Against this promising background, our Pakistani observer shares with us these insights:
- Of the 330 million Moslems living in Arab countries, fewer than half a million live in a democracy. That's 0.15 per cent of all the Moslem Arabs in the world.
- You need to travel no more than 250 miles from the Arab League's headquarters in Cairo to encounter the sole parliamentary democracy in the entire Middle East. It's a place that has universal suffrage. It's a country with multi-party, multi-candidate, competitive elections. It's called Israel.
- "Israel [says Saleem] spends $110 on scientific research per year per person while the same figure for the Arab world is $2."
- Knowledge [he writes] makes Israel grow by 5.2 per cent a year. Meanwhile the average production per worker in the Arab League countries was negative throughout the 1980's and 90's according to the World Bank's Arab Development Report.
- The average per capita income in Israel is $25,000. In the oil-rich Arab League countries, it's $5,000.
- "The state of Israel [he writes] now has six universities ranked as among the best on the face of the planet. "
- He gets more specific, quoting an authoritative source on tertiary education: "The Hebrew University in Jerusalem is in the top 100. Technion Israel Institute of Technology, Tel Aviv University and Weizmann Institute of Science are in the top 200. Bar Ilan University and Ben Gurion University are in the top 300. The Arab League does not have a single university in the top 400.
- Every second Arab women is unable to read and to write. Noting this, he quotes Imam Ali Ibn Abi Taleb: "If God were to humiliate a human being, He would deny him knowledge".

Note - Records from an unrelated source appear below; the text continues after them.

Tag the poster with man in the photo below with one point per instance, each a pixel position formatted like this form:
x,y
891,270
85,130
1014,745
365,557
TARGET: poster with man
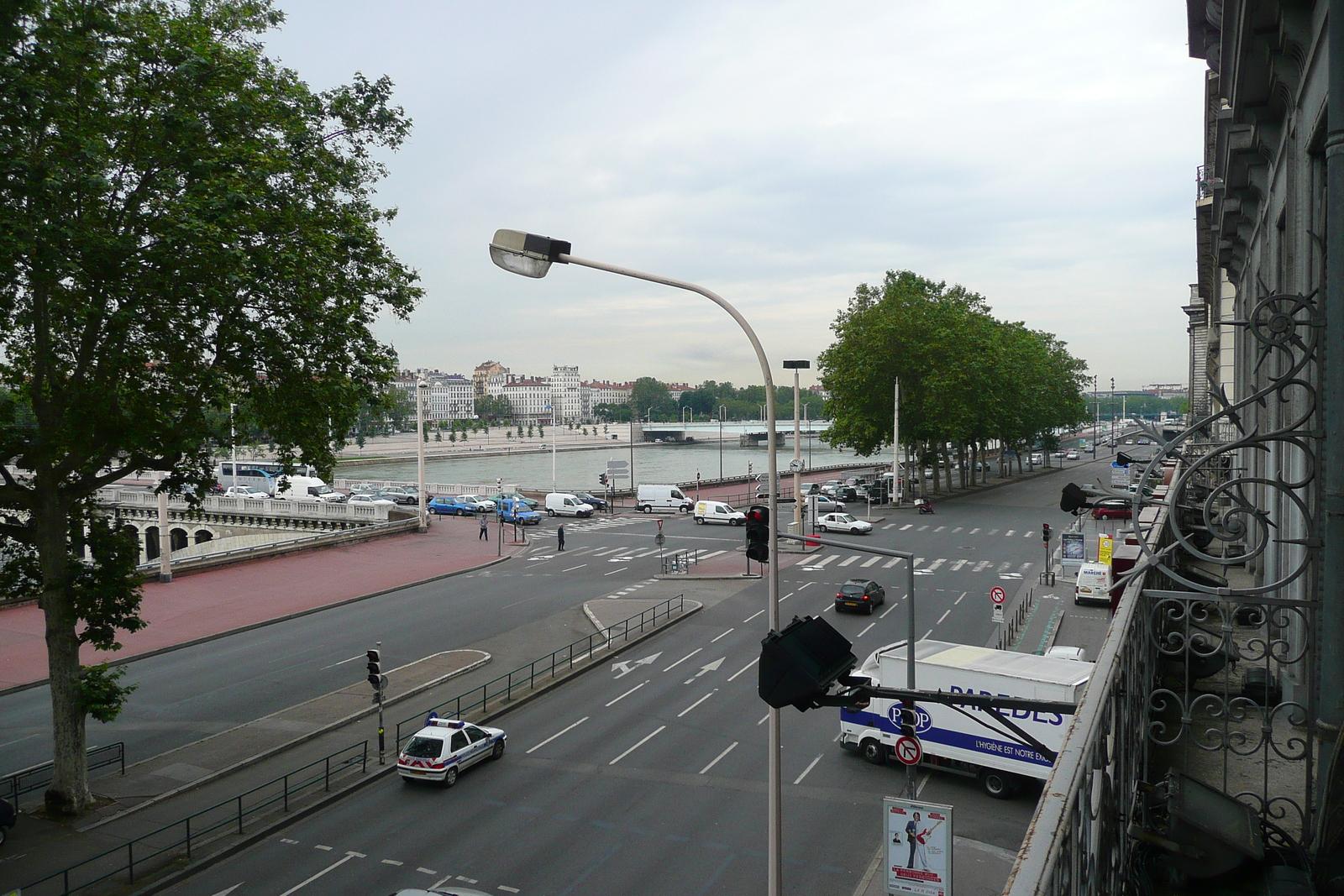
x,y
918,846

- Between 1998 and 2000, more than 15,000 Arab physicians migrated out of the Arab world. According to World Bank figures, "roughly 25 per cent of 300,000 first degree graduates from Arab universities emigrated. Roughly 23 per cent of Arab engineers, 50 per cent of Arab doctors and 15 per cent of Arab BSc holders had emigrated."
- Israel, on the other hand, has more engineers and scientists per capita than any other country in the world. For every 10,000 Israelis, there are 145 engineers or scientists.
- Israel ranks among the top 7 countries worldwide for patents per capita.
- He mentions Teva Pharmaceutical Industries - whose plant we can see from our living room window here in Jerusalem - because it's the world's largest producer of antibiotics. Teva also developed Copaxone, a unique immunomodulator therapy for the treatment of multiple sclerosis, the only non-interferon agent available.
- Most members of the Arab League grant Moslem women few rights in relation to marriage, divorce, dress code, civil rights, legal status and education. Israel is entirely different - its women enjoy the broadest possible rights by any standards.
- Spain (alone) translates more books in a single year than the entire Arab world has in the past thousand years.
- The world's six million Israelis buy 12 million books every year. This makes them one of the highest consumers of books in the world.
- Israel has the highest number of university degrees per capita in the world. The Arab world has the lowest.
- Israel produces more scientific papers per capita than any other country (109 per 10,000 Israelis). The Arab world? Next to none.
Does any of this matter? No, not if you're a Christian living in a Moslem country. Or a women, or a liberal.
But yes, it does matter to people like us. We have a lot to protect: a society that's growing, achieving, making an impact. If the Arabs in general, and the Palestinian Arabs in particular, had the same kind of stake in their own future, the chances that we might find ways to live in peace with each other would be immeasurably greater.
Even from Pakistan, it's clear how far we are from that happening.